- Born: 31 January 1932 Bergen, Norway
- Died: 11 January 2024 (aged 91)
- Education: Norwegian Institute of Technology
- Occupations: Ship broker and ship owner
- Children: 4, including Elisabeth
- Awards: Order of St. Olav (2001)

= Per Grieg =

Norwegian ship broker and ship owner (1932–2024)

Per Grieg (31 January 1932 – 11 January 2024) was a Norwegian ship broker and ship owner. He was co-owner and chief executive of the Grieg Group.
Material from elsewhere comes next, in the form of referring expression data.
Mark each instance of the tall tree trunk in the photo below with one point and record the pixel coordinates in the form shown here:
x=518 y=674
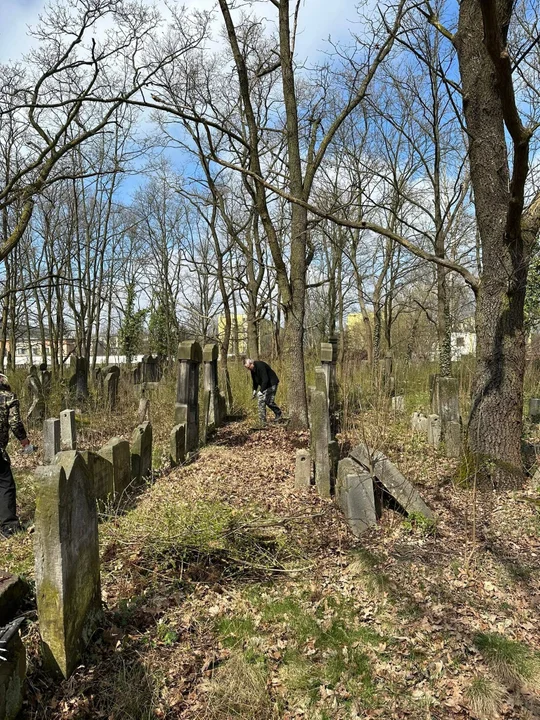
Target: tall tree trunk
x=495 y=421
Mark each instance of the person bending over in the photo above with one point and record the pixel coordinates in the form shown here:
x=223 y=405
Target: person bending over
x=265 y=382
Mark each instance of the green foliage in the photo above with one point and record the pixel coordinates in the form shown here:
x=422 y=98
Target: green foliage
x=514 y=662
x=131 y=330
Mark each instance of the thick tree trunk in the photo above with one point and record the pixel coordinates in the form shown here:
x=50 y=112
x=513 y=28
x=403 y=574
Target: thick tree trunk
x=495 y=421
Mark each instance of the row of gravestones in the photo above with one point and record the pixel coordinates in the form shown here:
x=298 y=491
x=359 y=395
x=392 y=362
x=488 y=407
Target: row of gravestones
x=66 y=546
x=70 y=490
x=360 y=481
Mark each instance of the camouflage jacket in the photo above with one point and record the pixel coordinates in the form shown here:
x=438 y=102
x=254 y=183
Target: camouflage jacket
x=10 y=417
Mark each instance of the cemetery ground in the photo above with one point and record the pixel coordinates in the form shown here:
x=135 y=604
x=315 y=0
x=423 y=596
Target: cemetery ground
x=231 y=594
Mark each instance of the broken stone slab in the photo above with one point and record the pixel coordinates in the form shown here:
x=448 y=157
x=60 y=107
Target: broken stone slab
x=355 y=496
x=12 y=673
x=13 y=591
x=302 y=470
x=452 y=439
x=434 y=430
x=116 y=452
x=68 y=431
x=178 y=445
x=66 y=551
x=393 y=481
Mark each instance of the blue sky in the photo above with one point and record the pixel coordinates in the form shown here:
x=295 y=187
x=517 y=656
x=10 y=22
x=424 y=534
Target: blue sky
x=318 y=20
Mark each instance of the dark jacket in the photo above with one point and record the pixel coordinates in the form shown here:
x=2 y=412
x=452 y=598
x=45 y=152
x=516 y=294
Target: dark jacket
x=10 y=417
x=263 y=376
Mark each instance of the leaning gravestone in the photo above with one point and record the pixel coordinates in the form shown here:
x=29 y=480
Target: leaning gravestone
x=12 y=672
x=355 y=496
x=187 y=392
x=389 y=476
x=68 y=430
x=51 y=439
x=302 y=473
x=178 y=445
x=116 y=452
x=101 y=476
x=66 y=551
x=141 y=453
x=320 y=439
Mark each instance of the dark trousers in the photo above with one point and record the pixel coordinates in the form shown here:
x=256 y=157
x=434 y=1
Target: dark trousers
x=267 y=398
x=8 y=495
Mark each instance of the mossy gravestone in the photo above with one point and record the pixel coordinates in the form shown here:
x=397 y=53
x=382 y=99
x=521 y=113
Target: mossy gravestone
x=141 y=453
x=67 y=562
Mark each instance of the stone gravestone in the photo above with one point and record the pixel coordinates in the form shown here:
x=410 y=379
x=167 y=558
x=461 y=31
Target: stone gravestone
x=101 y=476
x=66 y=552
x=355 y=496
x=434 y=430
x=68 y=430
x=81 y=378
x=178 y=445
x=51 y=439
x=36 y=412
x=187 y=392
x=388 y=475
x=141 y=453
x=117 y=453
x=329 y=366
x=534 y=410
x=302 y=472
x=210 y=384
x=12 y=672
x=46 y=380
x=320 y=440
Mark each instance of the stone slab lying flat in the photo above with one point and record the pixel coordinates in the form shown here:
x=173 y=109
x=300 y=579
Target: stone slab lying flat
x=13 y=590
x=355 y=497
x=389 y=476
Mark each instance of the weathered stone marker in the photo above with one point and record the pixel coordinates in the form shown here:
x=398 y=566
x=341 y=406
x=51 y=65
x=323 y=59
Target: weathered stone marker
x=434 y=430
x=355 y=497
x=452 y=439
x=12 y=672
x=320 y=440
x=13 y=590
x=329 y=365
x=302 y=472
x=68 y=430
x=141 y=452
x=187 y=392
x=67 y=562
x=117 y=453
x=101 y=476
x=178 y=445
x=534 y=409
x=51 y=439
x=388 y=475
x=210 y=385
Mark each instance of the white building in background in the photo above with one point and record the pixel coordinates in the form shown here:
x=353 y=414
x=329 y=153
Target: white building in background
x=463 y=343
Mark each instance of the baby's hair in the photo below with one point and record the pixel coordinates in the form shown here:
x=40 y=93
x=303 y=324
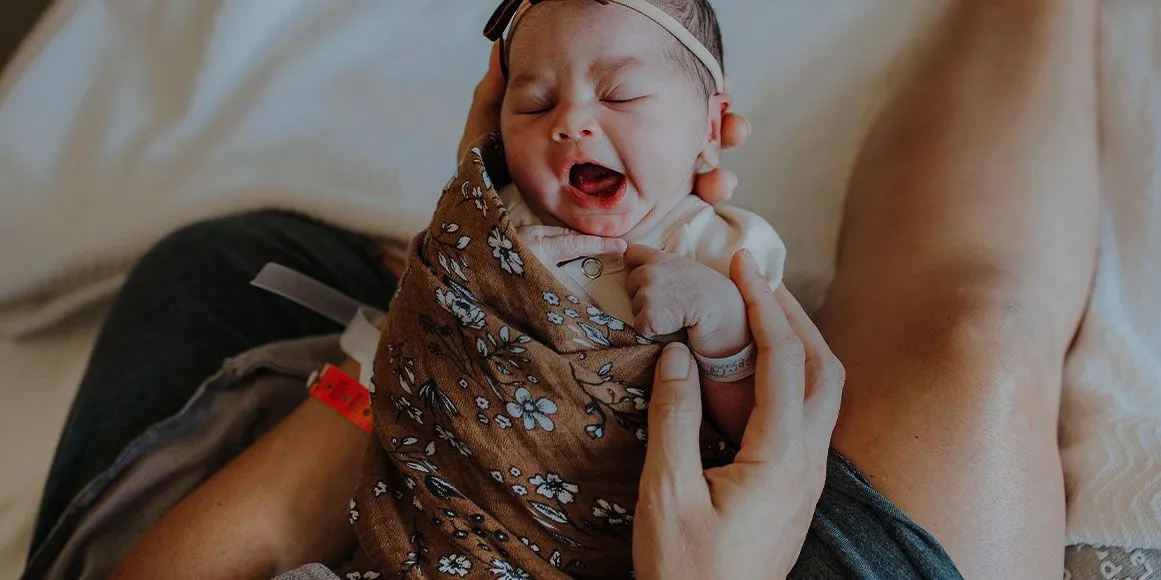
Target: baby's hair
x=698 y=16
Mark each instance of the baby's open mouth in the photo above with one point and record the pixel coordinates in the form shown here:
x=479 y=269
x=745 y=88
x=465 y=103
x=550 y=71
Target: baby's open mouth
x=596 y=180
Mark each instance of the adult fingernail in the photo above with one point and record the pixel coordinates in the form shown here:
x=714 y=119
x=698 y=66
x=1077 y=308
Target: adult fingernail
x=675 y=362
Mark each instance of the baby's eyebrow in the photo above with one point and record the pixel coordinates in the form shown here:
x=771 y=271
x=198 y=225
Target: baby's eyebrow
x=612 y=66
x=523 y=79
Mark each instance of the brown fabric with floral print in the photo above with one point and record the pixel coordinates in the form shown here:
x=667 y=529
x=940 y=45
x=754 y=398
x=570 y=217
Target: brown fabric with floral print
x=510 y=415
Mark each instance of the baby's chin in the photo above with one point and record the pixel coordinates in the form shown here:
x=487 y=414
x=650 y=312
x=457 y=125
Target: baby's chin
x=605 y=226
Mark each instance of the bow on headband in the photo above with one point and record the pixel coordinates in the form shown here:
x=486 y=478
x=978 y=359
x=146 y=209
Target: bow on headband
x=507 y=16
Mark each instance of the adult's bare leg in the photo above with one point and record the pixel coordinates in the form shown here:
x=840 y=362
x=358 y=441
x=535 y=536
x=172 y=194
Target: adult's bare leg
x=967 y=252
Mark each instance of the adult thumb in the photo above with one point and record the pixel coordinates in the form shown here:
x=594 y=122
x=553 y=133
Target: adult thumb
x=675 y=420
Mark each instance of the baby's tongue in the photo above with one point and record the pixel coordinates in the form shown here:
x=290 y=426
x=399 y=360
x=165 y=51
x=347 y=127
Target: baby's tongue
x=595 y=180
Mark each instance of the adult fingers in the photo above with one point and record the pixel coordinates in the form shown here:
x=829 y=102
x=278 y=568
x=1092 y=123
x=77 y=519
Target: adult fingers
x=484 y=114
x=735 y=130
x=824 y=370
x=780 y=372
x=563 y=248
x=673 y=456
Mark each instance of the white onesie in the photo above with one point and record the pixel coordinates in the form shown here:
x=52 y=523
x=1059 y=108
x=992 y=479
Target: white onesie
x=693 y=229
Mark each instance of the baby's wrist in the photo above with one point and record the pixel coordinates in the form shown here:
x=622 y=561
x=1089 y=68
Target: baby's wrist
x=726 y=338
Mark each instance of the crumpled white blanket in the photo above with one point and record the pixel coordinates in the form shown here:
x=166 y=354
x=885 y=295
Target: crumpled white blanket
x=123 y=120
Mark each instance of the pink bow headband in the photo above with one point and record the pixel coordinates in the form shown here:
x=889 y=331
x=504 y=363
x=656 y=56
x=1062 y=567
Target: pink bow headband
x=507 y=16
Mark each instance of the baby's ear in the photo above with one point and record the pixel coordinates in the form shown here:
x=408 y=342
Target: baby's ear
x=712 y=152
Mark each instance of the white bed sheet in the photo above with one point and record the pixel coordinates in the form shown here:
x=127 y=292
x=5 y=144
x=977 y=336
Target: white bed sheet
x=122 y=120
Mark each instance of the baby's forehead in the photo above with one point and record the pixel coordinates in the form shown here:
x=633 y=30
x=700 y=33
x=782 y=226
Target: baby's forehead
x=606 y=38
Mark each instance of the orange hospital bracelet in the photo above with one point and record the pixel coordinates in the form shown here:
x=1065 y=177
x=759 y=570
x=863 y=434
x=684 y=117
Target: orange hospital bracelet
x=337 y=390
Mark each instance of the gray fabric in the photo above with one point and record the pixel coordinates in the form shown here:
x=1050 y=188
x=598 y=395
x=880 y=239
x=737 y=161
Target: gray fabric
x=1093 y=563
x=228 y=413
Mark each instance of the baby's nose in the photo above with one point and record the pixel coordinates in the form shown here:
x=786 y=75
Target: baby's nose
x=574 y=127
x=563 y=135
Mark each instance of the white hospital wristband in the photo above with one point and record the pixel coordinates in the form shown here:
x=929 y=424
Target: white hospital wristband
x=729 y=369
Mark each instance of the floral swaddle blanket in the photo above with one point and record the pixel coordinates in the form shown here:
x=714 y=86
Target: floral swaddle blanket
x=510 y=415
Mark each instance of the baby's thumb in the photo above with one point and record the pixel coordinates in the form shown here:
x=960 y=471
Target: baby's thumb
x=675 y=419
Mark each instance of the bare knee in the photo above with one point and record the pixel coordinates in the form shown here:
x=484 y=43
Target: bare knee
x=979 y=349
He was a significant contributor to musical institutions in Bergen, and to the SOS Children's Villages.

==Personal life==
Grieg was born in Bergen on 31 January 1932, a son of architect Per Geelmuyden Grieg and Inger Bratt. He married Elna Lingjerde Pedersen in 1954.

He had one son and three daughters, including ship owner Elisabeth Grieg.

==Career==
Grieg graduated as engineer from the Norwegian Institute of Technology in 1956, and worked some years at Det Bergenske Dampskipsselskap. From 1960 he was assigned as ship broker for the family company Joachim Grieg & Co, later becoming the Grieg Group. A co-owner from 1963, he was chief executive from 1972 to 1999. He retired as CEO of the company in 1999, but continued as chairman of the board.

==Contributions to music and humanitarian aid==
Grieg contributed to musical life in Bergen in various ways. His company was the main sponsor for the Bergen Philharmonic Orchestra. He also supported the Bergen National Opera and the Bergen International Festival.

His humanitarian aid mainly came through the Grieg Foundation, and projects through the SOS Children's Villages.

He was decorated Knight of the Order of St. Olav in 2001.

==Death==
Grieg died on 11 February 2024, at the age of 91. (Note: The encyclopedia Store Norske Leksikon wrongly gave 2023 as death year, as of September 2024.)